Linda Catlin Smith, geboren in 1957 in New York. toog op haar achttiende naar Canada om daar haar master te gaan doen bij de oorspronkelijk uit Tsjechië afkomstige componist Rudolf Komouros aan de University of Victoria in British Columbia. Aansluitend verhuisde ze naar Toronto en Canada werd haar nieuwe vaderland. In haar muziek is ze naar eigen zeggen onder andere beïnvloed door Morton Feldman en John Cage, door traditionele Japanse muziek en door de polyfone Renaissance muziek. In de opener van het dubbelalbum ‘Cantelina’ met de bijzondere bezetting van altviool en vibrafoon horen we dat reeds terug. Het is een verstild werk dat zowel de sporen van de traditie in zich draagt als die van de Avant-garde. Ook ‘Drifter’ kent een aparte bezetting, gitaar en piano, die echter zo goed uitpakt dat je je afvraagt waarom er niet vaker voor deze combinatie wordt gecomponeerd. De invloed van Feldman is in dit stuk goed merkbaar, het is al even verstild en contemplatief als dat we van deze meester gewend zijn. De muziek van Smith is alleen harmonieuzer, getuige bijvoorbeeld ook ‘Gondola’, dat hier gespeeld wordt door het Bozzini Quartet en waarin we de invloed van de Renaissance polyfonie terughoren en bezit vaak ook een sterk repetitief, bijna dwingend karakter. ‘Moi Qui Tremblais’ voor piano, viool en percussie is daar een mooi voorbeeld van. Bijzonder is ook ‘Ricercar’ voor cello solo, dat hier subliem wordt vertolkt door Anton Lukoszevieze en het ruim een half uur durende ‘Folkstone’, uitgevoerd door het Bozzini Quartet dat Smith baseerde op een set aquarelschilderijen van William Turner.

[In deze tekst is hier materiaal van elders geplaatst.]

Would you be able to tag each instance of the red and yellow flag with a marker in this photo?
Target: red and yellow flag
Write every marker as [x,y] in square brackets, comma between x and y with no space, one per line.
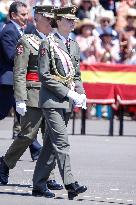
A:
[109,83]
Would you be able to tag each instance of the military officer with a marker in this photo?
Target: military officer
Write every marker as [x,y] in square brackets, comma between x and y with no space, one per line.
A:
[60,90]
[26,92]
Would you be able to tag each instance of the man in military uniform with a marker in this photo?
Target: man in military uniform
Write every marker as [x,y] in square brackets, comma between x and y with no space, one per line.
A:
[61,84]
[26,92]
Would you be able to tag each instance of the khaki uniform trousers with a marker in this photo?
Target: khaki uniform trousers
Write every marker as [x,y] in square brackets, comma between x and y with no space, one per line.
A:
[55,146]
[30,124]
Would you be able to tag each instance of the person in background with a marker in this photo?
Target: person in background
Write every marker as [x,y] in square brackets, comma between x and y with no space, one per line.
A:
[84,9]
[95,11]
[9,36]
[86,42]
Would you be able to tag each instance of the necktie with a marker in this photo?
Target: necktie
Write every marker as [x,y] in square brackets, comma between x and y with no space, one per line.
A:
[21,31]
[67,45]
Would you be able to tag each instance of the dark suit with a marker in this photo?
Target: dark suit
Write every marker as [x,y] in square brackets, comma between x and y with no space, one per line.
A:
[8,39]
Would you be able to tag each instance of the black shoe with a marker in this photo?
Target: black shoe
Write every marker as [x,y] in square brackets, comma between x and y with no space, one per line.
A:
[4,172]
[35,155]
[45,193]
[53,185]
[74,189]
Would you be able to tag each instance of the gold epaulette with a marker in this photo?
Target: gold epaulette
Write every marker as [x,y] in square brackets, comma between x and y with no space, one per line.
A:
[33,40]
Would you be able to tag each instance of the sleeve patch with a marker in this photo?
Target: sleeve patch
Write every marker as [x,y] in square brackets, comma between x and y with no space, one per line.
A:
[42,52]
[20,49]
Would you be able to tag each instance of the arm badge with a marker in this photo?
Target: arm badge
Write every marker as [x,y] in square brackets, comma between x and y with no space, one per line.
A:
[20,49]
[42,52]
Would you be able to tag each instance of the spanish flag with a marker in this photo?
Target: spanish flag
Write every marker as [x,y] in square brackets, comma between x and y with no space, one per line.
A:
[109,83]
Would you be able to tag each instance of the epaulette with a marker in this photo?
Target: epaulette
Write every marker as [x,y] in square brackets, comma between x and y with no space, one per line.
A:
[33,40]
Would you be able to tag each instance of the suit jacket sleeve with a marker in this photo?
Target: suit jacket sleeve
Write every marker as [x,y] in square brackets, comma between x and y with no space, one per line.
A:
[77,78]
[46,78]
[20,70]
[8,42]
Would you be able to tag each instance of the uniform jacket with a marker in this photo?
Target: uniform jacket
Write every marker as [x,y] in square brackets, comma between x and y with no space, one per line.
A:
[26,58]
[53,94]
[8,39]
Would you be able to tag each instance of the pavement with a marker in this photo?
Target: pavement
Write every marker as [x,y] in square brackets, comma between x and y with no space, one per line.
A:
[105,164]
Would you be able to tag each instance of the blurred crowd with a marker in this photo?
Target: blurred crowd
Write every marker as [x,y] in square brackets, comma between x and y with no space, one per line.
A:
[105,32]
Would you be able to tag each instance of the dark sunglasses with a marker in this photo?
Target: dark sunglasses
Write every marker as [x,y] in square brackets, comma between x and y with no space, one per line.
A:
[105,20]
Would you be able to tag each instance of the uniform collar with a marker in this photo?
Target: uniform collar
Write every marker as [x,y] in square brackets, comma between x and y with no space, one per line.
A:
[63,38]
[18,27]
[42,35]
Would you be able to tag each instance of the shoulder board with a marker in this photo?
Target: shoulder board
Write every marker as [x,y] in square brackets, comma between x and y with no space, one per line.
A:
[33,40]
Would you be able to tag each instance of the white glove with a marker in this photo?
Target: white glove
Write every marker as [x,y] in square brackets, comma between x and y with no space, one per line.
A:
[79,100]
[21,107]
[84,101]
[75,97]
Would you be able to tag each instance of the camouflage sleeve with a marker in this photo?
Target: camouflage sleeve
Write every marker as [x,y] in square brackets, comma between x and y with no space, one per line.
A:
[20,70]
[46,77]
[77,78]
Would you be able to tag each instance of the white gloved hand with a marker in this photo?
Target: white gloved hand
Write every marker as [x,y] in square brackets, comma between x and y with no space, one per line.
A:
[84,101]
[21,107]
[73,95]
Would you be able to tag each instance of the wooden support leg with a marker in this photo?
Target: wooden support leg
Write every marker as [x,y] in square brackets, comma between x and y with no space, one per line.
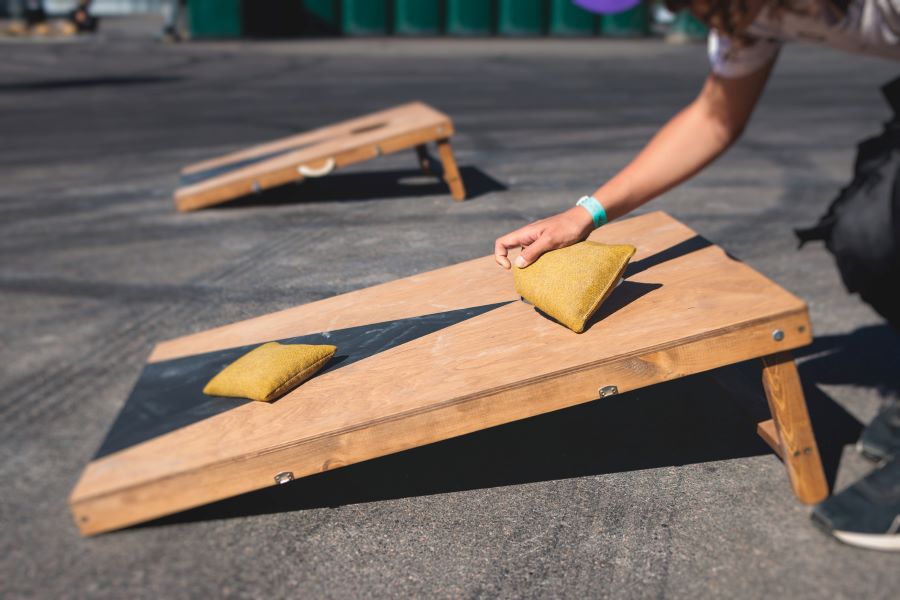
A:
[451,172]
[792,432]
[424,159]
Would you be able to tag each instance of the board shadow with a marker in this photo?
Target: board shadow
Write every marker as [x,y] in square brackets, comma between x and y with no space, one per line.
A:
[687,421]
[678,250]
[368,185]
[88,82]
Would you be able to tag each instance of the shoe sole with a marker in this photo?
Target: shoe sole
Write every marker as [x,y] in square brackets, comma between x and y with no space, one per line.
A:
[872,541]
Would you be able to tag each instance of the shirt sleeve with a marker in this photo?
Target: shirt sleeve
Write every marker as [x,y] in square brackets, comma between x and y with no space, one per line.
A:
[730,60]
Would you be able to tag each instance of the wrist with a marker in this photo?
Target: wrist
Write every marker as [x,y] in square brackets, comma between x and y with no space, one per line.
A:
[594,209]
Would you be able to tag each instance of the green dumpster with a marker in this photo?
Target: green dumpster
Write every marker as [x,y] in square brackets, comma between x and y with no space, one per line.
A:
[566,19]
[686,28]
[215,18]
[417,17]
[320,17]
[634,22]
[365,17]
[470,17]
[520,17]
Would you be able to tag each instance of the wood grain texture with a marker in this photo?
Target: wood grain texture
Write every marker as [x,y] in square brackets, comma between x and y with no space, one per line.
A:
[451,172]
[678,313]
[346,143]
[766,430]
[793,428]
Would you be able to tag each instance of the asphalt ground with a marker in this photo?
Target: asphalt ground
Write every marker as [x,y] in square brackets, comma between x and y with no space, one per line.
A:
[664,492]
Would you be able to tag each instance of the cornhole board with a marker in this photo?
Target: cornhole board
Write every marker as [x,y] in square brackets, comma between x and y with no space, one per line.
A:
[439,355]
[319,152]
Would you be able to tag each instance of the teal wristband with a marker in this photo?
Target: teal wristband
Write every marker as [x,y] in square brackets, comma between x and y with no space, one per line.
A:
[593,206]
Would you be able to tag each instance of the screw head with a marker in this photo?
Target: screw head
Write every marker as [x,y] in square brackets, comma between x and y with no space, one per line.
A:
[608,390]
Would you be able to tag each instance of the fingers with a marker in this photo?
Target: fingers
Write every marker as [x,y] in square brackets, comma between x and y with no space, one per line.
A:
[518,238]
[533,251]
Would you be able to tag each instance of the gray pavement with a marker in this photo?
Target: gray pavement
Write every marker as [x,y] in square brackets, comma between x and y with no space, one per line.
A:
[665,492]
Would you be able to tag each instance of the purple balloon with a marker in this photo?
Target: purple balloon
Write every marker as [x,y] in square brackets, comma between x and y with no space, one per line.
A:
[606,7]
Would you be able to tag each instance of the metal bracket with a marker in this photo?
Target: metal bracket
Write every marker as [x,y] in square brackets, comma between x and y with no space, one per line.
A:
[284,477]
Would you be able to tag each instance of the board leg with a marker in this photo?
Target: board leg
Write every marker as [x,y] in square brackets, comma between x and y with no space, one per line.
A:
[451,172]
[792,428]
[424,159]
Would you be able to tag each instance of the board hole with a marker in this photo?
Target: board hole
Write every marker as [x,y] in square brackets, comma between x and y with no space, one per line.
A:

Martin Arnold, geboren in 1959 in Alberta, studeerde eveneens bij Komouros na in zijn jeugd vooral met jazz en prog-rock bezig te zijn geweest en een jaar aan het Koninklijk conservatorium in Den Haag te hebben doorgebracht waar hij les kreeg van Louis Andriessen en Gillius van Bergeijk. Het zijn allemaal invloeden die het werk van Arnold tekenen. Over zijn composities zegt hij zelf in een interview met Simon Reynell: “All the music I make is in some ways melodic. I also think of all of it as being slack, meandering, psychedelic and, even, as its most ponderously enervated, dance music”. Wat Arnold hier zegt is zeker terug te vinden in de drie de stukken op deze Cd. Om te beginnen zijn ‘Points & Walzes’ voor piano solo, ‘Slip Menuet’ voor viool solo en ‘The Split Veleta’ voor viool en piano, gebaseerd op oude dansvormen. Wat zeker niet betekent dat Arnold dansbare muziek maakt. Het gegeven van de dans komt veeleer tot uiting middels de structuur, middels het repeterende karakter. In combinatie met die andere kenmerken die hij noemt, het meanderende en het psychedelische, dwingen ze de luisteraar tot aandacht. In ‘Points & Waltzes’ dringt zich dan ook zeker ook de vergelijking met John Cage op. In ‘Slip Minuet’ horen we die structuur van de dans nog beter. De link met de traditie is hier overduidelijk. Bijzonder is hier ook het tweede deel, waarin de dans op een veel abstractere manier zijn weg vindt naar de luisteraar. Arnold’s muziek en het tweede deel van ‘The Split Veleta’ maakt dat wellicht nog wel het meest duidelijk, heeft ook zeker een meditatief karakter, het psychedelische element dat hij zelf aanstipt.
Van alle Cd’s vindt u via de website van Another Timbre geluidsfragmenten.